Some market thoughts on war making, making peace, and the economy.. I'll add here that this is not a discussion of humanitarian rights, or of the moral, religious, or right thing to do. Markets exist in the pricing of trading good and services regardless of what people do against or for one another.
---------
A. All wars and war making are inflationary
The goods and services of war are paid for out of tax revenue or by inflating the currency. Each of these pressures draws down the wealth of a population. The products used to make war and the delivery systems are disposable and have a single destructive use. They are either stockpiled, shot, dropped, exploded, or given to an ally to do the same. A gun or tank is not like a computer or a tractor which has a long productive service life. The expense of war extends also to maintaining an army from hiring, training, supply, and benefits after discharge. Its an expensive wealth draining proposition.
B. The financial benefits of war are political, greater and sometimes complete access or control of natural resources, the writing and enforcement of business and trade laws to one's own benefit. Invention is spurred in preparation for war. There's a cycle of distructive and defensive creativity, which eventually finds use in the general population. Yet, one must wonder at the cost of this cycle, if the same or better benefits can't be gained without the war staging component of the boom bust cycle.
Winning a war puts one's own ecocomy in the driver's seat offsetting some of the costs and burden of making war. Behind the victor's pen that demands conciliations, there stands an army of businessmen ready to launch initiatives to sell, export, camp on, consolidate with and generally control the economy of the vanquished. Sometimes this is a benefit to the loser, most often not. Sometimes winning the war means losing the peace... this has been a trend in modern political/warring struggles where countries that are beaten are also paid welfare to remain allies and trading partners. Unfortunatetly democracy has not blossomed in the many places we've engaged, instead variants of capitalism and the old guard have reworked the status quo.
-------
What of Kosovo and Yugosalvia?
The peace dividend of having the cold war end largely to our benefit has helped drive down our government debt, increased trade and business, lowered the costs of commodities, especially oil. Another huge benefit not appreciated is the significant intellectual migration of scientists and talented people to our industries.

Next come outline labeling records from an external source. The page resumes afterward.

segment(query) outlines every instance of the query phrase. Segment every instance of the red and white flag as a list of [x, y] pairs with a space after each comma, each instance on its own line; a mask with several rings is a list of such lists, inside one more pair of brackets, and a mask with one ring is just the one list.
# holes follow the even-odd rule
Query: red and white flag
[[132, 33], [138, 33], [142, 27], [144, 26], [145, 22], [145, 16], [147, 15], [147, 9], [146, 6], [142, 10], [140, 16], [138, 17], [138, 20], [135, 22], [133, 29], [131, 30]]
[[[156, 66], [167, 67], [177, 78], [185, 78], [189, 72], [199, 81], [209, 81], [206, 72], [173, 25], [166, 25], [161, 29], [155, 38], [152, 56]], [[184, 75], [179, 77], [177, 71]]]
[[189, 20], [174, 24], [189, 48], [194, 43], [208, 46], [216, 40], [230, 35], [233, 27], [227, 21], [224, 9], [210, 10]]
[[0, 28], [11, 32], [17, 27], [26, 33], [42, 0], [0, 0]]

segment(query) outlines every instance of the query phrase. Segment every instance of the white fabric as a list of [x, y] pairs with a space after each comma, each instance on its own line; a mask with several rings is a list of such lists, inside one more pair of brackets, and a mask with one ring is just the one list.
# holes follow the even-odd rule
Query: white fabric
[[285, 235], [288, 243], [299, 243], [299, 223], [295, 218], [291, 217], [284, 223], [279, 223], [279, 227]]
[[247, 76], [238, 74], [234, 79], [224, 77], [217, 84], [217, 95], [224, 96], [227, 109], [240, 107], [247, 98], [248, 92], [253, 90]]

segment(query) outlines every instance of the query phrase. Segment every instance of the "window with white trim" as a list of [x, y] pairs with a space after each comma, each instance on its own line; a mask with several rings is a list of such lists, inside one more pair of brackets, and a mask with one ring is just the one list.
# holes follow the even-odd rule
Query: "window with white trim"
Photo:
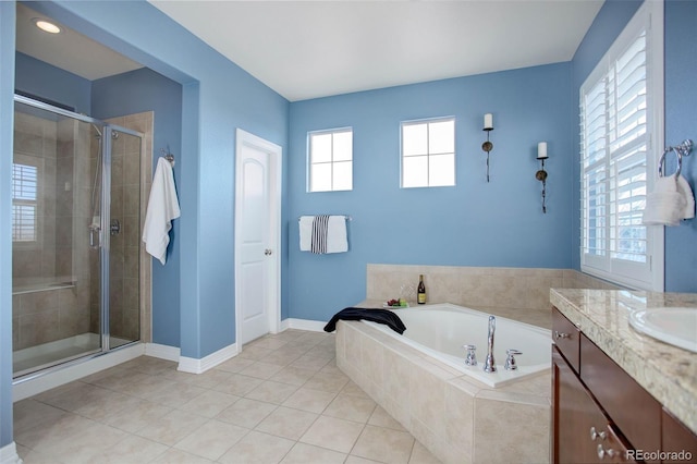
[[308, 192], [353, 190], [353, 131], [351, 127], [307, 134]]
[[402, 123], [402, 187], [455, 185], [455, 119]]
[[663, 229], [641, 216], [663, 145], [661, 9], [641, 5], [579, 93], [582, 270], [659, 291]]
[[38, 240], [38, 168], [12, 163], [12, 241]]

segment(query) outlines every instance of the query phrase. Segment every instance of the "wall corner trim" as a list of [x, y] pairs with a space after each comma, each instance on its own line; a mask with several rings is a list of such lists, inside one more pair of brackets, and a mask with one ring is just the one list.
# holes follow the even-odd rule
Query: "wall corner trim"
[[0, 448], [0, 464], [22, 464], [14, 441]]
[[146, 343], [145, 355], [166, 361], [179, 362], [181, 350], [176, 346], [161, 345], [159, 343]]
[[326, 321], [311, 319], [288, 318], [281, 321], [281, 331], [286, 329], [309, 330], [311, 332], [323, 332]]
[[203, 374], [206, 370], [211, 369], [221, 363], [224, 363], [231, 357], [236, 356], [239, 353], [240, 351], [237, 350], [237, 344], [233, 343], [200, 359], [179, 356], [179, 367], [176, 368], [176, 370], [189, 374]]

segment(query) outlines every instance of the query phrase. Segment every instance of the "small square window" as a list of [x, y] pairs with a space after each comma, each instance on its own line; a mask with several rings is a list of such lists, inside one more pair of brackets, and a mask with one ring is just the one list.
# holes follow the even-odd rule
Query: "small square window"
[[353, 190], [353, 131], [308, 133], [308, 192]]
[[455, 185], [455, 120], [402, 123], [402, 187]]

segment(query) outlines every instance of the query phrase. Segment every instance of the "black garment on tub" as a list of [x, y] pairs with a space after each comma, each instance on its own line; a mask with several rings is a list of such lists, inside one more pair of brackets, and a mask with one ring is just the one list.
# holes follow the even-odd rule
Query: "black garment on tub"
[[406, 330], [406, 326], [402, 322], [400, 317], [388, 309], [364, 309], [364, 308], [345, 308], [337, 313], [327, 326], [325, 326], [325, 332], [333, 332], [337, 330], [337, 321], [343, 320], [370, 320], [372, 322], [384, 323], [390, 329], [398, 332], [400, 335]]

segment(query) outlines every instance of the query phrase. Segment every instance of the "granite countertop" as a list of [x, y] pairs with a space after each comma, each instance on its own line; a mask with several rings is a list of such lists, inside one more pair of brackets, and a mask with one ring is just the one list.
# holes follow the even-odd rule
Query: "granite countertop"
[[697, 293], [551, 289], [550, 302], [668, 411], [697, 434], [697, 353], [629, 326], [629, 313], [695, 307]]

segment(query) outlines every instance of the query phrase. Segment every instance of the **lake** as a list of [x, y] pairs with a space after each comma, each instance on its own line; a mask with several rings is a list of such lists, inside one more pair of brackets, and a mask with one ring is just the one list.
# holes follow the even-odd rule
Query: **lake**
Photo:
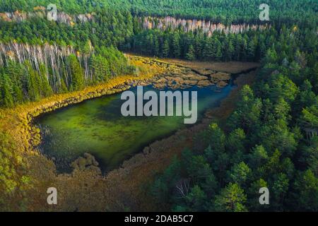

Its an impossible calculation to wonder what the real costs of the cold war have been, and if the subsequent trillions of dollars in new wealth have come close to making up for it. I think not, yet there are benefits from the cold war including this internet medium we are now communicating through, as well as thousand of other NASA spinoffs and SDI benefits as war technology gets redeployed in the post war economy.
Similarly its also impossible to calculate in dollar terms the loss and/or benefits of fighting against the regime of ethnic cleansing in Kosovo. One can wonder if this had been NATO's fight from the beginning, how would it accelerate the EU economic consolidation process and world trade? We're spending some of the peace dividend of the cold war.
This is the second US assertion of world power and influence since Gorbachev and Reagan. The first assertion was Bush in Iraq. If this is a trend, it can't long last as a policy.
So in semi-conclusion..
The war is inflationary, it has cost the disposal value of all the weapons, costs of delivery and eventual replacement with the same or improved versions. Its also going to cost the sums for peace rebuilding and buy offs for good will of the Serbs, Bulgarians and Russians (as we've already seen the beginning of with renewed IMF funding to Russia). If the war will cost $ 50 billion, the peace will cost will be an equal amount.
While Bush's war in Iraq coincided with a drop in world oil prices for eight years, what will happen here.
The long term capital gain for new US business in the region is minimal, the political gains are minimal except for supporting EU consolidation which has some long term trading block considerations that are probably US competetive.
The political climate in the area will likely be a nightmare for decades to come. We have oil interests in the Caspian Sea development, its possible this has gained some allies from the Moslem perspective and lost support among the old guard. The phrase "to the victor belongs the spoils" holds little promise here because there are no victors and fewer spoils.